Now that we have finalized the model, we need to save it to file.

2. Save Finalized Model To File

Continuing on from the previous section, we need to save the finalized model to a file on your disk.

This is so that we can load it up at a later time, or even on a different computer in the future and use it to make predictions. We won’t need the training data in the future, just the model of that data.

You can easily save a trained model to file in the Weka Explorer interface.

1. Right click on the result item for your model in the “Result list” on the “Classify” tab.

2. Click “Save model” from the right click menu.

Weka Save Model to File

Weka Save Model to File

3. Select a location and enter a filename such as “logistic”, click the “Save button.

Your model is now saved to the file “logistic.model”.

It is in a binary format (not text) that can be read again by the Weka platform. As such, it is a good idea to note down the version of Weka you used to create the model file, just in case you need the same version of Weka in the future to load the model and make predictions. Generally, this will not be a problem, but it is a good safety precaution.

You can close the Weka Explorer now. The next step is to discover how to load up the saved model.

3. Load a Finalized Model

You can load saved Weka models from file.

The Weka Explorer interface makes this easy.

1. Open the Weka GUI Chooser.

2. Click the “Explorer” button to open the Weka Explorer interface.

3. Load any old dataset, it does not matter. We will not be using it, we just need to load a dataset to get access to the “Classify” tab. If you are unsure, load the data/diabetes.arff file again.

4. Click the “Classify” tab to open up the classifiers.

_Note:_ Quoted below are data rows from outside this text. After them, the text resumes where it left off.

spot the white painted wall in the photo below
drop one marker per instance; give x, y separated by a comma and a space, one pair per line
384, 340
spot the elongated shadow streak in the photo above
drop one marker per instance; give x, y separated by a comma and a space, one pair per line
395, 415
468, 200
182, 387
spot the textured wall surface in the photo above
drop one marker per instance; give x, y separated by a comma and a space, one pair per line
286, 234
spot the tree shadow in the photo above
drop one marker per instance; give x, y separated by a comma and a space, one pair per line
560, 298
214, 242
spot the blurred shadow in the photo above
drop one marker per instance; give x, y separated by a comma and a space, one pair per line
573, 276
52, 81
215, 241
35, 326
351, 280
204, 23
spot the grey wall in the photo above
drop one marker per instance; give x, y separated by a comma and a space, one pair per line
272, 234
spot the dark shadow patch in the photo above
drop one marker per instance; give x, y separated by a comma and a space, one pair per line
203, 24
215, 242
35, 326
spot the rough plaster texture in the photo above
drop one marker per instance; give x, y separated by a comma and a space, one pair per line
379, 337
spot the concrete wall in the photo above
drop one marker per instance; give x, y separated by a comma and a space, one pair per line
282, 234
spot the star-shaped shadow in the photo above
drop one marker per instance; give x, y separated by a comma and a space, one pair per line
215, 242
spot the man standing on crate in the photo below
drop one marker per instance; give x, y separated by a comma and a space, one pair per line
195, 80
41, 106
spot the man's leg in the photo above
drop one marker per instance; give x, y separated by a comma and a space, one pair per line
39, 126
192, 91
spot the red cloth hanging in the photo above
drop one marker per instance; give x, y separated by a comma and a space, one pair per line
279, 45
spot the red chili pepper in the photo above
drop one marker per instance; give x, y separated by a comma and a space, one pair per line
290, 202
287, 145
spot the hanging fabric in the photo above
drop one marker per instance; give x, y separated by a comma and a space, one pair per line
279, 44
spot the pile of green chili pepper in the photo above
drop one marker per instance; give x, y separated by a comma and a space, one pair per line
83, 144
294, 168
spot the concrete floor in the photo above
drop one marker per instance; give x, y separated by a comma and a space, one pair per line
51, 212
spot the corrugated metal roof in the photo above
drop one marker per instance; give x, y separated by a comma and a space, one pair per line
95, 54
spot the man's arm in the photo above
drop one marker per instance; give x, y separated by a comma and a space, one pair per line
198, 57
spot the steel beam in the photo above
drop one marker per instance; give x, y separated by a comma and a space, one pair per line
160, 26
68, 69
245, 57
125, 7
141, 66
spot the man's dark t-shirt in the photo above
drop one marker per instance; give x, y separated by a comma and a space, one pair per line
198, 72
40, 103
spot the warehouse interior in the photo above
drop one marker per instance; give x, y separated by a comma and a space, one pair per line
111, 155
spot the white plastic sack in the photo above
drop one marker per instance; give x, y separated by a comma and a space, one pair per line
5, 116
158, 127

5. Right click on the “Result list” and click “Load model”, select the model saved in the previous section “logistic.model”.

Weka Load Model From File

Weka Load Model From File

The model will now be loaded into the explorer.

We can now use the loaded model to make predictions for new data.

Weka Model Loaded From File Ready For Use

Weka Model Loaded From File Ready For Use

4. Make Predictions on New Data

We can now make predictions on new data.

First, let’s create some pretend new data. Make a copy of the file “data/diabetes.arff” and save it as “data/diabetes-new-data.arff“.

Open the file in a text editor.

Find the start of the actual data in the file with the @data on line 95.

We only want to keep 5 records. Move down 5 lines, then delete all the remaining lines of the file.

The class value (output variable) that we want to predict is on the end of each line. Delete each of the 5 output variables and replace them with question mark symbols (?).

Weka Dataset For Making New Predictions

Weka Dataset For Making New Predictions

We now have “unseen” data with no known output for which we would like to make predictions.

Continue on from the previous part of the tutorial where we already have the model loaded.

1. On the “Classify” tab, select the “Supplied test set” option in the “Test options” pane.

Weka Select New Dataset On Which To Make New Predictions

Weka Select New Dataset On Which To Make New Predictions

2. Click the “Set” button, click the “Open file” button on the options window and select the mock new dataset we just created with the name “diabetes-new-data.arff”. Click “Close” on the window.

3. Click the “More options…” button to bring up options for evaluating the classifier.

4. Uncheck the information we are not interested in, specifically:

  • “Output model”
  • “Output per-class stats”
  • “Output confusion matrix”
  • “Store predictions for visualization”
Weka Customized Test Options For Making Predictions

Weka Customized Test Options For Making Predictions

5. For the “Output predictions” option click the “Choose” button and select “PlainText”.

Weka Output Predictions in Plain Text Format

Weka Output Predictions in Plain Text Format

6. Click the “OK” button to confirm the Classifier evaluation options.

7. Right click on the list item for your loaded model in the “Results list” pane.

8. Select “Re-evaluate model on current test set”.

Weka Revaluate Loaded Model On Test Data And Make Predictions

Weka Revaluate Loaded Model On Test Data And Make Predictions

The predictions for each test instance are then listed in the “Classifier Output” pane. Specifically the middle column of the results with predictions like “tested_positive” and “tested_negative”.

You could choose another output format for the predictions, such as CSV, that you could later load into a spreadsheet like Excel. For example, below is an example of the same predictions in CSV format.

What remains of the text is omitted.